Political reforms in the Central Asian giant will impact not just the region but, more importantly, Russia and China.
At a time of geopolitical uncertainty across Eurasia, Kazakhstan is undergoing a political evolution. The country’s transition away from authoritarianism is a rather unique case of a former Soviet state trying to balance between the conflicting imperatives of maintaining continuity and meeting demands for change. The outcome of its democratization experiment will have profound implications for Central Asia, a region that for centuries has been isolated from the West. More important, Russia and China will both be affected by its evolution.
I had the opportunity to travel to Kazakhstan a few weeks ago as part of an independent observer mission to witness early parliamentary polls on March 19. It was my second trip to the country in four months, having been present for the Nov. 20 snap presidential vote. I could bore you with the minutiae of the electoral process, but I won’t; you can get those details from the ample coverage available in open sources. Instead, I want to share the broader impressions that I walked away with – which will hopefully shed light on the direction in which the country is headed and what this means for a region struggling to untether itself from former liege Russia while it tries to resist China’s advances.

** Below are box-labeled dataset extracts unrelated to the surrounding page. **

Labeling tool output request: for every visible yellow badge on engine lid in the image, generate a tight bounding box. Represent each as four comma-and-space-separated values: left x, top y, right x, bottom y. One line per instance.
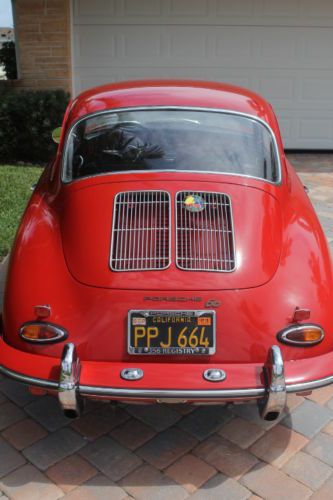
184, 194, 205, 212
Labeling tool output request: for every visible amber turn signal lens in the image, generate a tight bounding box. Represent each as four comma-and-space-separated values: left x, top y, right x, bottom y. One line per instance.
20, 322, 67, 344
277, 324, 324, 347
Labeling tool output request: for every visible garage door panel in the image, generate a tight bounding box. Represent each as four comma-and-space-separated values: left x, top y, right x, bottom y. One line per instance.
73, 0, 333, 27
75, 25, 333, 71
73, 0, 333, 149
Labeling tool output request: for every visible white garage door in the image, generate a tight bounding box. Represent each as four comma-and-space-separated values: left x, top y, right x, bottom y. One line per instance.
72, 0, 333, 149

First, a few words about the elections themselves and the broader political context. The turnout (a little over 53 percent) was quite low. This was likely due to voter fatigue given that this was the fifth electoral exercise since 2019 and the average Kazakh voter hasn’t seen many changes in that time. More important than the turnout was that, for the first time, independent candidates were allowed to run for office and two new political parties competed in the election.
The ruling Amanat party retained its majority in the 98-seat Majlis (lower house). Its margin of victory, however, was much lower than it was just two years ago (53.9 percent of the vote compared with 71 percent in 2021). The newly formed Respublica party – representing medium and small businesses – won nearly 9 percent and came in third place. Amanat will now have to work with five parties as well as 29 lawmakers elected as independents in the legislature.